Medical Education in 360 Video and Virtual Reality
By Brandon Birckhead MD, Co-Chair and Betsy Eble, Rafael Grossmann, Adriana Albritton, Participants of the VRARA Digital Health Committee
In the media, you may have heard “Running a Code” which is a protocol that is used when the patient’s heart stops pumping. This procedure is taught in every medical school and is called Advanced Cardiac Life Support (ACLS). It is usually first taught in a simulation center with robotic patients and several team members. Each person has a different duty during the code including: performing CPR, obtaining vitals, managing airway, drawing up/giving medications, writing down the information of event, and one person to take lead in the situation. When the real thing happens these situations are intense and the room is packed with people.
How 360 degree video could be useful for Medical Education
Healthcare providers could replay their own simulated codes with a system that can help guide them to the correct course of action during the replay of the video. One could add arrows to point to areas that need attention first, i.e. the airway. The program could pause at critical moments to allow for input of options available to provider. A program could be built to test the student at the end of the replay using a “center of focus” heat map to find what steps they missed during the review. It may not be needed to have customized video for each healthcare staff member in training. A single recording may provide a significant benefit for provider training, however it would be interesting to see an experiment of the comparison.
One way to study this process is by placing the 360-degree camera where the head of the patient would be. Seeing things from the patient perspective can be quite humbling to see how your body language is perceived from their view point. Research has shown that a feeling of empathy can be invoked by a 360 video placed at the users point of view. Also it’s the one of the best positions for a three 360-degree video as the patient is usually in the middle of the room allow full use of 360 degree experience.

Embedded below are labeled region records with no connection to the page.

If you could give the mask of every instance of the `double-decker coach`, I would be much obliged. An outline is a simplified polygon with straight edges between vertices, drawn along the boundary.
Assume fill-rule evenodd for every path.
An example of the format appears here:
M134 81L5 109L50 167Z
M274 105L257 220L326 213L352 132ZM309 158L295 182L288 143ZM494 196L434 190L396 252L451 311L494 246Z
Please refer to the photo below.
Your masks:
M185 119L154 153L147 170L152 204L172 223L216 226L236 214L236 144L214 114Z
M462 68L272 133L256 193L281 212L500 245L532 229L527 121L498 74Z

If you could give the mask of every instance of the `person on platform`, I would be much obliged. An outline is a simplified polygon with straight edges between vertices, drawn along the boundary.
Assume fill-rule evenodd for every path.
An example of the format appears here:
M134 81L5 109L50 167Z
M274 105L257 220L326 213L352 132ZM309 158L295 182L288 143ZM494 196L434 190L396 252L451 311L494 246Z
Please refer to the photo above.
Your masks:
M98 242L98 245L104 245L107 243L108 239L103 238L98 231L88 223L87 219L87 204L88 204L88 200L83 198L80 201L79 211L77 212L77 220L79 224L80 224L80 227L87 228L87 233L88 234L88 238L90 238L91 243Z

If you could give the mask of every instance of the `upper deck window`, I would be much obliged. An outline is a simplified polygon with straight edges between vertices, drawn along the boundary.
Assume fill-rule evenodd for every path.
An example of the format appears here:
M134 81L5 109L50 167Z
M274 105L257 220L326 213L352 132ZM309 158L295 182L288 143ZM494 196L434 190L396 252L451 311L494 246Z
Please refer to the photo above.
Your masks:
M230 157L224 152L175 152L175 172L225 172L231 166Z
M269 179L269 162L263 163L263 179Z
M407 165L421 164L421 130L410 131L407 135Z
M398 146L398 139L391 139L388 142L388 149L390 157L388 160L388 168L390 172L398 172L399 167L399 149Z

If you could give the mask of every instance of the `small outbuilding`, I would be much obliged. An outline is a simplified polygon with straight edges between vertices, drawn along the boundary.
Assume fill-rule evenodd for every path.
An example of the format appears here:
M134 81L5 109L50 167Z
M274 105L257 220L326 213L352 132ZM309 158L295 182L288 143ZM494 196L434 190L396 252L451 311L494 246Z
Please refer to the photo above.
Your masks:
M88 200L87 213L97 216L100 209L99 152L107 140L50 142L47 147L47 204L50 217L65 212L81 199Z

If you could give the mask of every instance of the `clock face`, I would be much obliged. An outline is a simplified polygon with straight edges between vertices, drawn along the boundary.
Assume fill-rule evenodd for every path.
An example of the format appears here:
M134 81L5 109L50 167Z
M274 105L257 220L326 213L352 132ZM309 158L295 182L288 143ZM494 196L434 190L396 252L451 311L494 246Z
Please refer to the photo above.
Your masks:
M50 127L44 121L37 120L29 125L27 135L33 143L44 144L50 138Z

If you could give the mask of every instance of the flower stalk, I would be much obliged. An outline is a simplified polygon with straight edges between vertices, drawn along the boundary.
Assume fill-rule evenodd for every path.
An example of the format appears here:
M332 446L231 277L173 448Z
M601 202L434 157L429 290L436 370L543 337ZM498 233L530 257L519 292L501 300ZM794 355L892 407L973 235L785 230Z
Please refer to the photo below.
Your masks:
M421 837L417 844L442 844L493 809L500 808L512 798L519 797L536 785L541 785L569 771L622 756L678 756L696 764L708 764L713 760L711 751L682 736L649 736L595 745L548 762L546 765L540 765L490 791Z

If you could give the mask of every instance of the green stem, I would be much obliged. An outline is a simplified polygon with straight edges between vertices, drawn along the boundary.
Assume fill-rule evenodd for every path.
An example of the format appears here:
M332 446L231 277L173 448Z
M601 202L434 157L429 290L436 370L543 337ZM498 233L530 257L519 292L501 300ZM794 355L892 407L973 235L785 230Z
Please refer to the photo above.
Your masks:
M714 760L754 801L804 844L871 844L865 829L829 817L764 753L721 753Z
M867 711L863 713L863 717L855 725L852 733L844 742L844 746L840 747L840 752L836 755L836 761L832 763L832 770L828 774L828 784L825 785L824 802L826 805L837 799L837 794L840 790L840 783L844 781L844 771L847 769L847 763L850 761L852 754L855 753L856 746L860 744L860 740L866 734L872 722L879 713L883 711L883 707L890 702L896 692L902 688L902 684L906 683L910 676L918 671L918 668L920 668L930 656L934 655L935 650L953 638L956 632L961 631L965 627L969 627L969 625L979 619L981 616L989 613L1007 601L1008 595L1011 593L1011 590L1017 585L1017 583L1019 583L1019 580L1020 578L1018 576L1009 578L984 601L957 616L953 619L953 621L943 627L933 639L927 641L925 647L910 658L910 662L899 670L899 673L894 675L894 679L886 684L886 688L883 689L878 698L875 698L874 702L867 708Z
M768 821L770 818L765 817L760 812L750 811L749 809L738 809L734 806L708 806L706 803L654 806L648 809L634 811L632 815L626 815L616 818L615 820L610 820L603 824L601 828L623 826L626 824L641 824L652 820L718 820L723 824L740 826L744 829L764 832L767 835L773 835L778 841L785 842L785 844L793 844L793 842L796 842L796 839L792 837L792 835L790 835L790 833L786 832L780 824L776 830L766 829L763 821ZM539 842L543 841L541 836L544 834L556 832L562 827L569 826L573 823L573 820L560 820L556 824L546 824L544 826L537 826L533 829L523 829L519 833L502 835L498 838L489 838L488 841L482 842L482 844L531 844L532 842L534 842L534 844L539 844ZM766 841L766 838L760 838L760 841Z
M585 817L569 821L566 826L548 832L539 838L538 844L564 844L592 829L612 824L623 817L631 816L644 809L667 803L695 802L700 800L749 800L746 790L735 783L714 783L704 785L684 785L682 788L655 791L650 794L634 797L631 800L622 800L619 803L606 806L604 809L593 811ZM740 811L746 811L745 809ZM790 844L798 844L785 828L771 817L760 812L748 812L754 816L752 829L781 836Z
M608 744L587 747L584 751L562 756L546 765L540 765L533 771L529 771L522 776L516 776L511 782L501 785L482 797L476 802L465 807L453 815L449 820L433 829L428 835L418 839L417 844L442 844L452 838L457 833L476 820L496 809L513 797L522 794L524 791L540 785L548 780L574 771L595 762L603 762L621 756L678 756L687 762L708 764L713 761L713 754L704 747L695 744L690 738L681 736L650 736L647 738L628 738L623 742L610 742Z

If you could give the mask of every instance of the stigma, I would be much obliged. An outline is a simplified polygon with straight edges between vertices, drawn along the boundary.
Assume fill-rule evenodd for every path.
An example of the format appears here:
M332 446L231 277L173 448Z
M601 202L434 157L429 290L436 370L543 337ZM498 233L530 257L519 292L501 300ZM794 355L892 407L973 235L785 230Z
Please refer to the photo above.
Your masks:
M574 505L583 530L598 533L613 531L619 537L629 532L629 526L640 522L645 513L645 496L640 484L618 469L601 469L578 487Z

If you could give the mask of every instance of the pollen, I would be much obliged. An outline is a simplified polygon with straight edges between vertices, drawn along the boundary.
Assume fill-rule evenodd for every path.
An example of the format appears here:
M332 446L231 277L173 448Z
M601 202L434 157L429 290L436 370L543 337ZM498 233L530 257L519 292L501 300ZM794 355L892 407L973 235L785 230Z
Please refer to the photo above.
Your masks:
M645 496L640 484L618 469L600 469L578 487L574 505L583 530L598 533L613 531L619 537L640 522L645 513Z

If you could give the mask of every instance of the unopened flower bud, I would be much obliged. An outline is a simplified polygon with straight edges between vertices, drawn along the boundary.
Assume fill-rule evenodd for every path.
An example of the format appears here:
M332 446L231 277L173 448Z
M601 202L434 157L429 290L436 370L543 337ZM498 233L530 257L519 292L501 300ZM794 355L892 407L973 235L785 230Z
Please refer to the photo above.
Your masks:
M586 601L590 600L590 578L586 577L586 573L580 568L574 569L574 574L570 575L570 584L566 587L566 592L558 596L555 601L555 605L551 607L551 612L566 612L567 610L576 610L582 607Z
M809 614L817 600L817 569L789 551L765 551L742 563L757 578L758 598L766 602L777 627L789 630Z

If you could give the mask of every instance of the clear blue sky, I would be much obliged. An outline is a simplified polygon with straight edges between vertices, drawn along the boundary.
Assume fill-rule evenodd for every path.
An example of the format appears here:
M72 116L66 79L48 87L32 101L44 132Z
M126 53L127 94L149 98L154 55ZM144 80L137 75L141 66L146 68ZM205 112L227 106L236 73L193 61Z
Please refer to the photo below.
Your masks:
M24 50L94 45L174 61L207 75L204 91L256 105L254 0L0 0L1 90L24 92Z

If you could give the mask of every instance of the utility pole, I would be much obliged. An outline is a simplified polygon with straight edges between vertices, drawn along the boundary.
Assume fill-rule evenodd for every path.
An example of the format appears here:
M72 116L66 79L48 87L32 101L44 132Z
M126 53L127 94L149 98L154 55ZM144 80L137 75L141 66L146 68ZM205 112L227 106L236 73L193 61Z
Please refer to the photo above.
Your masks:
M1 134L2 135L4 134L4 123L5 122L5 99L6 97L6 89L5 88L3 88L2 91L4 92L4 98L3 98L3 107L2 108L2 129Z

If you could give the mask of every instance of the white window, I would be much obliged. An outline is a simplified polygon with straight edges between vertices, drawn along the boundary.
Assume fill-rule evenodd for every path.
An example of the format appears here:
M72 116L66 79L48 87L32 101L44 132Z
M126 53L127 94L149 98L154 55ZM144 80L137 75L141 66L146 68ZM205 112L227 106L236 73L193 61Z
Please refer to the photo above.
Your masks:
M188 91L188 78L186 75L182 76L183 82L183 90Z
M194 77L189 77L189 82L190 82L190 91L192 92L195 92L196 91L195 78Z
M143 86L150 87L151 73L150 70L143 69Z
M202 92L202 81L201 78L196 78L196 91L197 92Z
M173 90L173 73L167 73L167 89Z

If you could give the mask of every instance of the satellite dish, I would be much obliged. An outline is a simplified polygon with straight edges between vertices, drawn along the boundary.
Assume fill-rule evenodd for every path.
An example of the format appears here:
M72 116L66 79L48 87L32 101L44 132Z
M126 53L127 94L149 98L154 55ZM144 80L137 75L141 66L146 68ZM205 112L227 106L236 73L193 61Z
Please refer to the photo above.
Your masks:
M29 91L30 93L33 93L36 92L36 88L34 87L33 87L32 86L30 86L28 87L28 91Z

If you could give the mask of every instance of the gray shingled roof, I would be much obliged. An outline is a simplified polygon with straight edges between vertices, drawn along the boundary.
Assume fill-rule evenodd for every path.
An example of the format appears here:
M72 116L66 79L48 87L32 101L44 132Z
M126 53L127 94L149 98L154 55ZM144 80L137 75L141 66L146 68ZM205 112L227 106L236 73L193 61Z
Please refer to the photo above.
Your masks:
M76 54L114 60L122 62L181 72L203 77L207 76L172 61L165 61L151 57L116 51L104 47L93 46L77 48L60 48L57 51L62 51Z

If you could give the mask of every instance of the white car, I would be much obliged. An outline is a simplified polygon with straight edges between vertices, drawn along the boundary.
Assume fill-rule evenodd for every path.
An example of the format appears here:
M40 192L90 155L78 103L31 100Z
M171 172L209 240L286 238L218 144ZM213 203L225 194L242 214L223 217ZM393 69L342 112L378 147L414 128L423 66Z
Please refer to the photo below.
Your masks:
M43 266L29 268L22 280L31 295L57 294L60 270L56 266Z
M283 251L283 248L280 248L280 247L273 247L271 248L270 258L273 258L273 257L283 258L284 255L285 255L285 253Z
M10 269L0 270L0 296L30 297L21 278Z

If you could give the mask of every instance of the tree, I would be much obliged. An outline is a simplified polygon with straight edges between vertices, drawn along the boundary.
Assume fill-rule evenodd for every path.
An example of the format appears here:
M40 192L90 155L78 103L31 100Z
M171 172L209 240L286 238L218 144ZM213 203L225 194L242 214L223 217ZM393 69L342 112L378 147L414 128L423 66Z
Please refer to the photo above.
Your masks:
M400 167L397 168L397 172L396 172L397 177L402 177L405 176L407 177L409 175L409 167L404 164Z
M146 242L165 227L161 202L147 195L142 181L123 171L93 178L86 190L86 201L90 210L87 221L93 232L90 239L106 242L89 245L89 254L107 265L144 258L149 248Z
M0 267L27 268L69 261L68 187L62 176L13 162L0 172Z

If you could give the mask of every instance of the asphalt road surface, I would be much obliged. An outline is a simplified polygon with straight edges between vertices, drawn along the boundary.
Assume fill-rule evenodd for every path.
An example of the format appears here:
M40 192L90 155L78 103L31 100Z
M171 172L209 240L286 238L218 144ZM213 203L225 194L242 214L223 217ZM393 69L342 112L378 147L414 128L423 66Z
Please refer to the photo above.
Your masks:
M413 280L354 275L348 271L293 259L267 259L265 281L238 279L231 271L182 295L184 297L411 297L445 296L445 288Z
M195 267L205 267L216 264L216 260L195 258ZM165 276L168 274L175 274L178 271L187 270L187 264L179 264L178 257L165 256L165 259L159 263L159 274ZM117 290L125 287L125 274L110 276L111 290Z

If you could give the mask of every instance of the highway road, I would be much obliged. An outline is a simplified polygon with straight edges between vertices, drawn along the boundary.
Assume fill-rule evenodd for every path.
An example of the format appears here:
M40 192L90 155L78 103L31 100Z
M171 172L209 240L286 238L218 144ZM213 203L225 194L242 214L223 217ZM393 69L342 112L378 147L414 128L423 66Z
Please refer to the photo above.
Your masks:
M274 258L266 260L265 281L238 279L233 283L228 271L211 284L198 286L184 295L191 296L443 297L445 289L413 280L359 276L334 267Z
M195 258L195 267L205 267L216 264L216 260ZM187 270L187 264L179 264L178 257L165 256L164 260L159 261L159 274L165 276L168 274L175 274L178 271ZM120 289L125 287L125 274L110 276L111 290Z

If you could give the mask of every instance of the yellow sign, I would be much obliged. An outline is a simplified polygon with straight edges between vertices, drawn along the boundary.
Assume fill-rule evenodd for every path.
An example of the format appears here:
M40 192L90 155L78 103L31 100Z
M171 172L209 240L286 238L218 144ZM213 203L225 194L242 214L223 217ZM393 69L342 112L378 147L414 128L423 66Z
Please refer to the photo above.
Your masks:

Another idea is to place of 2 or more of the inexpensive 360 video cameras would allow the student to change perspective during playback. This could be similar to the 360-video experience created by Intel (True VR) for MLB. Benefits would include the empathy gained from patient placement, a 3rd person view using an overhead camera to view all movement patterns and the placement of equipment staff during the Code and any additional placements that might benefit the student being trained. Adding in bio-feedback sensors to the simulations may help identify procedures, duties, situations of higher stress to the participants such as breaking bad news or assessing a dangerous situation. Integration of multiple scenarios or scenario branches integrated into a learning management system/single simulation would allow students to interact with the learning module. The students could be given a list of actions that each would start a new simulation.
Another interesting idea is the use of Eye Tracking technology. I’ve been working with VPS , a company that has a simple looking pair of glasses that track the focal point of view of the user. Integrating the “3d person view”, the student would be able to see themselves in 360 camera. With this technology the analysis of where she was looking during the task, can have immense learning potential.
360 Video Success
One of the most successful startups in the VR industry, StriVR, uses 360 degree technology to train people to perform better at a task. They have had NFL teams, college teams, and major corporation as clients. Quarterbacks are able to go over plays many more times than just on the field. Now they are providing this technology to train Walmart employee.
Athletes become better by practicing. And being able to repeat movements and visualize situations without having to deal with a harsh environment or contact from an opposing team provides a competitive advantage. In the same manner, a person becomes more proficient and more able to master a skill by becoming more familiar with essential tools, viewing different perspectives, and playing diverse roles in a scenario. Practicing and role playing, also, diminish the shock and stress reaction that takes place when first responding to a crisis situation. Interactive experiences provided by 360 video and immersive VR can make learning much more comprehensive and deeply ingrained in your memory.
Interactive VR Experience
There is a company making an interactive VR experience for medical education, BioflightVR. The company has an emergency pediatric program that is similar to scenario stated above. It would be interesting to see the outcomes of both a 360 degree program and an interactive VR program. I imagine there there is more information gained by assessment and possibly more retention with the interactive VR program. However, a study could find them to be comparable. The advantage 360-video has over interactive VR is time needed to create the experience. If every hospital wanted to have specific simulations for each student it could not be done with the current methods of creating an interactive VR experience. However, 360 degree video equipment has advanced substantially and Medical Simulation Centers have several staff members that can handle video equipment.
There are several questions that could be examined in a research study to evaluate the use of this technology:
1) How does a 360-video feedback program compare to traditional video feedback for teaching medical students in regards to retention, preference, and assessment?
2) Does placement of 360 video affect the outcomes when using 360-degree video for feedback (ie from patient perspective vs center of room vs physician lead position)?
a. Secondary outcome: Is there an increase in empathy for patient with placement at patient perspective?
3) If medical students or residents take home 360-degree video for repeated playback over a set period of time does it have an impact on long term memory of protocol (Intervention during 2nd year medical school with assessment in 4th year)?
4) Are there improved outcomes (retention of knowledge, preference by student, and assessment by teacher) in using recorded simulations for each student vs a single simulated recording?
The team is currently working with the other VRARA Digital Health Committee members to improve on this idea.